10.2 Simple counterchange sample 1a
10.3 Simple counterchange sample 1b
Then used the turquoise/orange pieces (10.2 and 10.3), drew a simple 5-pt star on both, cut out, switched inner stars and sewed seams with simple insertion stitch.
10.4 Counterchange sample 2
(image 10.4) Using Design Sheet C, I took the 2-squares-slightly-skewed star pattern and reproduced it on four square piece of felt of different colours. I moved the pieces around until I was happy with the balance of the colors. Wanting to keep something "stable", I used the same colour of metallic thread in each quarter (same as the dominant outside colour in the opposite quarter) and used gold in the blanket stitch around the outside edges. Happy with this sample.
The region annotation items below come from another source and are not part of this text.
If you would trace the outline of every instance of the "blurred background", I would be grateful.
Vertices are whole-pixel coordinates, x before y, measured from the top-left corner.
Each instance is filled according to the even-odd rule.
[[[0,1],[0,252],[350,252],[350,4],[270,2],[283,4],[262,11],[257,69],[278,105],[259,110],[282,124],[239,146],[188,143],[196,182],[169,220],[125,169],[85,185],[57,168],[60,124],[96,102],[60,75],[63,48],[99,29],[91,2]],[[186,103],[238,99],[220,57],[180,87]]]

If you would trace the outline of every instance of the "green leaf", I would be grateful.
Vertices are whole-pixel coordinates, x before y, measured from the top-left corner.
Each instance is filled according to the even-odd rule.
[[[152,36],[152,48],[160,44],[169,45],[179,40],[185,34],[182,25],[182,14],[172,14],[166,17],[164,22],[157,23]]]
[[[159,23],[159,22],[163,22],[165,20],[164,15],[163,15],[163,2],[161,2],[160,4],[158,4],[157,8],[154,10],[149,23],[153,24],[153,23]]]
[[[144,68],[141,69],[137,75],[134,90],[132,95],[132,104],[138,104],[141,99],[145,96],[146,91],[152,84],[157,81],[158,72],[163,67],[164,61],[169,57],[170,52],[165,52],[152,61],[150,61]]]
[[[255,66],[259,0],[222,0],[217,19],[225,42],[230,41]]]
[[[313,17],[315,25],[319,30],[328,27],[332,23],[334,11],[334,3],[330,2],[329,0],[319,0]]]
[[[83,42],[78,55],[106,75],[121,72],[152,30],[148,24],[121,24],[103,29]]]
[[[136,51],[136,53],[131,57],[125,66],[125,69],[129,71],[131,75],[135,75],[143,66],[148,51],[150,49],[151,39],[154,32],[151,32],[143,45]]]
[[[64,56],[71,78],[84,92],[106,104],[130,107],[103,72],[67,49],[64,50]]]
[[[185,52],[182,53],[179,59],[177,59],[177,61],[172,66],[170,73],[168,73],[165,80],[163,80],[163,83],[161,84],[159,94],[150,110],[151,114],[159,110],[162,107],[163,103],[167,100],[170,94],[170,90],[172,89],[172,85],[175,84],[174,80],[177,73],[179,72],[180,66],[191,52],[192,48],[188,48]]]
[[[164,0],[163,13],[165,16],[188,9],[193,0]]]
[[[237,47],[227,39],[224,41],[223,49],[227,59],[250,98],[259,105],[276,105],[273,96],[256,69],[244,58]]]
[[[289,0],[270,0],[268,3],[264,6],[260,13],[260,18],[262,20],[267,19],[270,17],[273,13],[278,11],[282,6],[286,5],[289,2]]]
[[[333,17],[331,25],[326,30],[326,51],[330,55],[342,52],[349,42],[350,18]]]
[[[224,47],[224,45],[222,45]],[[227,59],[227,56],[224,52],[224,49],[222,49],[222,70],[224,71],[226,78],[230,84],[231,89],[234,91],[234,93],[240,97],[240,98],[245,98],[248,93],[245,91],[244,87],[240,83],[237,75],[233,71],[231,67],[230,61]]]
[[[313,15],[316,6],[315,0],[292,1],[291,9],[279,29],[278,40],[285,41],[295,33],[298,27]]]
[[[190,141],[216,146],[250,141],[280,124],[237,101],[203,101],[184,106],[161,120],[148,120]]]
It looks more interesting in a diamond shape rather than a square.
10.5 Counterchange sample 3a
10.6 Counterchange sample 3b
For the final interchange sample, I chose star shapes from Chapter 8. FIrst, I cut out the shapes and bonded them to orange and blue squares of felt. I then stitched the shapes to the felt - I think I made a mistake here. I don't think I understood the instructions correctly. I could have stitched around shapes after it was all bonded together. However, as it turned out, it adds some interesting detail. Then, from the back, I cut out a third star shape from each square (image 10.5)
I now had the negative images left over, I made four more squares, bonded them, stitched, and once again, cut out the third star shape from the back.
I now had eight squares. Within the original four (call it "set A") I swapped around the inner sections and then swapped the innermost crosses. However, the crosses ended up being bonded felt pieces and were not very distinguishable from the neighbouring pieces... So, I chose to swap the innermost cross pieces from Set B for those in Set A. The bonded cross pieces tend to stand out more in Set B this way as well because they are on a solid background (image 10.6).
All of the squares were machine stitched with a zigzag stitch with the exception of one square in Set B.
Lesson learned: choose a simple pattern to work with. Lots of little pieces makes more work! (obviously ;-)
No play with light this time, but noticed that the red felt showed up well against the light. Will keep this in mind - could explore bonding red felt in a certain way that would allow shapes between the felt and top layer to show through against the light.